The reason I went NC is that she was an enabler to significant abuse of my brothers and me, abandoned all of us at some point, and into our adulthood was parasitic and manipulative. Only one of my 4 remaining siblings keeps in touch with her. She does, however, come across to outsiders as perfectly nice, if eccentric and slightly odd.

She is now well into her 70s and living in residential care. She may have had a stroke, but this is not confirmed. Now I'm going back with my DH and two young children. My 4 yo DD asks regularly about "mummy's mummy". I have explained things by saying she is not very well and can't really understand things, but DD really wants to meet her. DH himself is curious to put a "form to the demon" so to speak. My stomach rolls in revulsion and also fear at the thought of seeing her - she has done so much damage to her children that I naturally want her nowhere near mine. WWYD? I don't think that she has any power to harm them anymore, but need to know whether any good could come of it. DH thinks I should have regrets for things I've done rather than not, but I'm just not sure.

All help/comments appreciated.

OP posts:
ThisIsStillFolkGirl · 05/02/2016 12:26

To follow on from Attila's post, you need to do for your child now what no one ever did for you and that is keep that woman out of your life.

It can be quite powerful knowing that you ticked thay parenting box.

freshstart4us · 05/02/2016 14:06

Thank you all. This is the perspective and wisdom I was seeking. Even significant useful therapy throughout my teens and adulthood I still struggle with "the mother stuff". Everything else I've put behind me but this still feels like a ball and chain on my successful life. Now renewing my commitment to NOT let it hold me back any further and certainly, as several of you have pointed out, mother my own children in the ways she did not mother me.

OP posts:
Joysmum · 05/02/2016 15:09

Just another perspective from DH viewpoint. It could well be that the move to your home country after 10 years will prompt you and him to think about your NC situation and I think it's healthier to discuss it do he understands you better and is better able to offer you emotional support.

My DH has asked questions of me in the past but has had no agenda other than wanting to understand me better, that's been beneficial for both of us.

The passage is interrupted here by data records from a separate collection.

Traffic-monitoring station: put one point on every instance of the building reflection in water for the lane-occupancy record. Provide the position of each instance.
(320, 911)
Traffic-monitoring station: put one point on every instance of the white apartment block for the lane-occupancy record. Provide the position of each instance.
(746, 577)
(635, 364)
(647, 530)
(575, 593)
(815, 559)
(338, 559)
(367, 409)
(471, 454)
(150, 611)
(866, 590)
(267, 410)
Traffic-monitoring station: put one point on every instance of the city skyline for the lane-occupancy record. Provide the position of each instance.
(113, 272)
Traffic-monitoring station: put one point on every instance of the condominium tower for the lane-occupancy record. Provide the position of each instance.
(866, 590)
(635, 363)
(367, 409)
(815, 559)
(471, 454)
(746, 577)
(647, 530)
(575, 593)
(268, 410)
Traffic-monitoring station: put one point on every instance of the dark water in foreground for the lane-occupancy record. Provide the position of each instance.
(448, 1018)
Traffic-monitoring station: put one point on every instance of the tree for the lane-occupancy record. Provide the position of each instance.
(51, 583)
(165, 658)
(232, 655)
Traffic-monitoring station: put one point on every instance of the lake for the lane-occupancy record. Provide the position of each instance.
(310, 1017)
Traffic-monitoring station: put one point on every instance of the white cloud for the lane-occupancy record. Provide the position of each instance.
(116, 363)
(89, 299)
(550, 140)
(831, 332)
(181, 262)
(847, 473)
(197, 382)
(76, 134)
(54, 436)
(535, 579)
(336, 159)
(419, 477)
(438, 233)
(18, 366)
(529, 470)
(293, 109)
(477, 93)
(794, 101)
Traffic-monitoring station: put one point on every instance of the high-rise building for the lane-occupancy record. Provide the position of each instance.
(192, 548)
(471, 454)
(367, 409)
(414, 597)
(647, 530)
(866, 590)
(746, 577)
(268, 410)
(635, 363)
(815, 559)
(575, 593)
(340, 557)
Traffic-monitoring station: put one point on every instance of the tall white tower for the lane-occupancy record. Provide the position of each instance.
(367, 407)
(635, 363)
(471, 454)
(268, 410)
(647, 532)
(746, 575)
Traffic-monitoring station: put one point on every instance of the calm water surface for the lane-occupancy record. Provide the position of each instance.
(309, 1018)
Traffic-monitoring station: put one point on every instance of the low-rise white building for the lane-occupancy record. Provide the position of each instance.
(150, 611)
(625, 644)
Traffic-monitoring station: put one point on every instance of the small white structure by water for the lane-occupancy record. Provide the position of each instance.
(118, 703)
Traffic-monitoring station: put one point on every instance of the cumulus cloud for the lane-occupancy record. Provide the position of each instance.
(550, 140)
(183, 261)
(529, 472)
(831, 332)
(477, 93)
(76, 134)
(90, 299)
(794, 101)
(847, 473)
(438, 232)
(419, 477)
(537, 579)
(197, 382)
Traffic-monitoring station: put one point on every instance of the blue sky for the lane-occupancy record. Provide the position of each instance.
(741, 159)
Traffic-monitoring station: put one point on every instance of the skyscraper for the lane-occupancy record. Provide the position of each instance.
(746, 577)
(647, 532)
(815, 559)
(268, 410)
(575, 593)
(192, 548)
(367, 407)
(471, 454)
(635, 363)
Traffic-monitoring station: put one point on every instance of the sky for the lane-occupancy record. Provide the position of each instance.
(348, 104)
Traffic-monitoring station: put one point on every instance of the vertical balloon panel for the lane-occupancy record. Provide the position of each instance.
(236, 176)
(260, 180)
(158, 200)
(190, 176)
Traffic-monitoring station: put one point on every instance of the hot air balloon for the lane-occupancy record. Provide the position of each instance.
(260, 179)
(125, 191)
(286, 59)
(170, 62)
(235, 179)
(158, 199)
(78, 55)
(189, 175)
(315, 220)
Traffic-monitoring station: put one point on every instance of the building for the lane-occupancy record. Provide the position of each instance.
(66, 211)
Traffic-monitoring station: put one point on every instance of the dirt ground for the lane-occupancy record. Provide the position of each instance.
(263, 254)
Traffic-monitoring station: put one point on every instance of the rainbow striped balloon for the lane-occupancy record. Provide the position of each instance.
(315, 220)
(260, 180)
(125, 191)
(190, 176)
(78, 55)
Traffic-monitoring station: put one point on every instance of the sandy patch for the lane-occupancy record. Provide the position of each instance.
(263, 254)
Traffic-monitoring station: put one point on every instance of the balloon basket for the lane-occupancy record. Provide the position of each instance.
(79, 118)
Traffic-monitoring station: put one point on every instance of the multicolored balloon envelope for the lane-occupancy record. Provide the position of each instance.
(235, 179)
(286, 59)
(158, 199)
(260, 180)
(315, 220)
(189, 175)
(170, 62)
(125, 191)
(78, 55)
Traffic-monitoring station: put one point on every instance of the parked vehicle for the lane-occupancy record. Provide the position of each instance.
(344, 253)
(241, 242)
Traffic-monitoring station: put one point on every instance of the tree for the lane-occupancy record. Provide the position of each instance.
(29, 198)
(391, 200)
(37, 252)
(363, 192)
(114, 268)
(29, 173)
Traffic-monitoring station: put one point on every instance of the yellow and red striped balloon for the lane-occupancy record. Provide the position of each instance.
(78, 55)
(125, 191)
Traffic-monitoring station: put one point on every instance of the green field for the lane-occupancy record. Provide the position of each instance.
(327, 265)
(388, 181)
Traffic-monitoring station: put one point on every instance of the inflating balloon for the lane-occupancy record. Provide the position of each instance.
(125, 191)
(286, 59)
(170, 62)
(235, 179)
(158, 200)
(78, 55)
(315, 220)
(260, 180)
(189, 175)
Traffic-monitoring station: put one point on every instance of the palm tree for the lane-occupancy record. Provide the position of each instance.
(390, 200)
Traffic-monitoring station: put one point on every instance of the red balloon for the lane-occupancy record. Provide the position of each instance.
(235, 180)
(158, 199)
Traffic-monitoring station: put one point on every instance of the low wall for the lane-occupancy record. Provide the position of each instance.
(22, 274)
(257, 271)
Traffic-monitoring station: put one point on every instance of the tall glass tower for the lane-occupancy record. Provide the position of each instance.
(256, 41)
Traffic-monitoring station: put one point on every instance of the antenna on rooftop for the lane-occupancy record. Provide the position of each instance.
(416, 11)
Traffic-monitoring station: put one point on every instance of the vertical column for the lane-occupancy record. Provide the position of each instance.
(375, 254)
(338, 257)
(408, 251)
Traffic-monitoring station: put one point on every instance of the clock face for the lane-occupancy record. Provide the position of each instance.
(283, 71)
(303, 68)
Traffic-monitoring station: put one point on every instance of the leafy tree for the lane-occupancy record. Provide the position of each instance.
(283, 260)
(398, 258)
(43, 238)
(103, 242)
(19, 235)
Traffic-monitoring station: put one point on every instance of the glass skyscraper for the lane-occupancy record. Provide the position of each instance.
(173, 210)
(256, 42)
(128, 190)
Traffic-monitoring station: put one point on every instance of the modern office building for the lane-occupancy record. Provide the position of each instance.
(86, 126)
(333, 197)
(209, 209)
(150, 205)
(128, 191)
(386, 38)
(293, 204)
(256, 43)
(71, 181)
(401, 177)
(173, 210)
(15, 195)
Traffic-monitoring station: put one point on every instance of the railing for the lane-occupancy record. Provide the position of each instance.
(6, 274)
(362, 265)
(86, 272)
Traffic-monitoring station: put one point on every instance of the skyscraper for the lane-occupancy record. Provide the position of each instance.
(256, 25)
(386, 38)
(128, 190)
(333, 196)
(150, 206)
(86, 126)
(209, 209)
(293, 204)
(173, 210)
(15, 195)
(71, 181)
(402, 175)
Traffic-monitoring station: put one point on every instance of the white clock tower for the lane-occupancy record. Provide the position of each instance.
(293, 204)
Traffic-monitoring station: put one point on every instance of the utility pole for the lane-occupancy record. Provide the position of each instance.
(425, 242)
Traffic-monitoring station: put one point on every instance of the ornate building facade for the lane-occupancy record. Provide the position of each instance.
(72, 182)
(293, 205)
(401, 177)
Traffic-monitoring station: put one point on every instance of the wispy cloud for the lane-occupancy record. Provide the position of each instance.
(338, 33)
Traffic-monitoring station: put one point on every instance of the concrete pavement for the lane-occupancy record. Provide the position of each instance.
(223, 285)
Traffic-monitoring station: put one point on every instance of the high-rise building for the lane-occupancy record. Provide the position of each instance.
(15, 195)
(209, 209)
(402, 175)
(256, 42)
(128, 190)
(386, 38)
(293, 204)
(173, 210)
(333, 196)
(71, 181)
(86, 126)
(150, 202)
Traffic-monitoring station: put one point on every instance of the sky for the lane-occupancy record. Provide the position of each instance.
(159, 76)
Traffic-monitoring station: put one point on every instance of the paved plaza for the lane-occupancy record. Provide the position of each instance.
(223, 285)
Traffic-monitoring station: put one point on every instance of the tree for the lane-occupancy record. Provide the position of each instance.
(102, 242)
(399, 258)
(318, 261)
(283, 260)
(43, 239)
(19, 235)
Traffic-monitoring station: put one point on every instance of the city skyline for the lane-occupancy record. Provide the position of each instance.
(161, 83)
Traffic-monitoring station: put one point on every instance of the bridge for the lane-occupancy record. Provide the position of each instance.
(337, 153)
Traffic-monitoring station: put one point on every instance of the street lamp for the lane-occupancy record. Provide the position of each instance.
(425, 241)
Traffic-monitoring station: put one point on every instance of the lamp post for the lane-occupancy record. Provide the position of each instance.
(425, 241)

NotTheGoodLife · 05/02/2016 16:31

I introduced my very young DC to my NC mother. She made a big fuss about wanting to see them, thinking I would refuse and she could play the victim. I didn't, and the meeting went ahead. However she had no more interest in them than she did in me and hasn't asked to see them again (now nearly 2years later).

I agonised over letting her meet them, but on reflection I'm glad I did. My conscience is clear, I didn't stop her seeing her GC. I can also explain to DC when older that I didn't stop them having a relationship with their "GM".

However I guess your situation is more complex as your DC are older. However I guess your situation is more complex as your DC are older. Good luck with whatever you decide to do.

ThisIsStillFolkGirl · 05/02/2016 17:02

With all respect, NotTheGoodLife, if she knew you were pregnant/had had children, was communicating with you in order to request, arrange and organise this meeting, then you weren't truly NC.

I cut my mother out nearly 4 years ago. I have no knowledge of/interest in whether she is even dead or alive. She knows nothing of me or my life and I know nothing of hers.

My conscience is also clear. She is nothing to me.

Surely no cintact means exactly that. No contact.

FantasticButtocks · 05/02/2016 18:38

Folkgirl perhaps other family members informed Notthegoodlife's mother about the existence of her dc.

ThisIsStillFolkGirl · 05/02/2016 18:56

Maybe, but she still engaged in a dialogue and then met. That's not nc.

Aussiebean · 06/02/2016 02:09

Your mother is not a Victorian freak show that your husband can appease his curiosity. 'Form to the demon?'

She is a woman who would happily allow children to be abused. She is not someone he would want his dd near.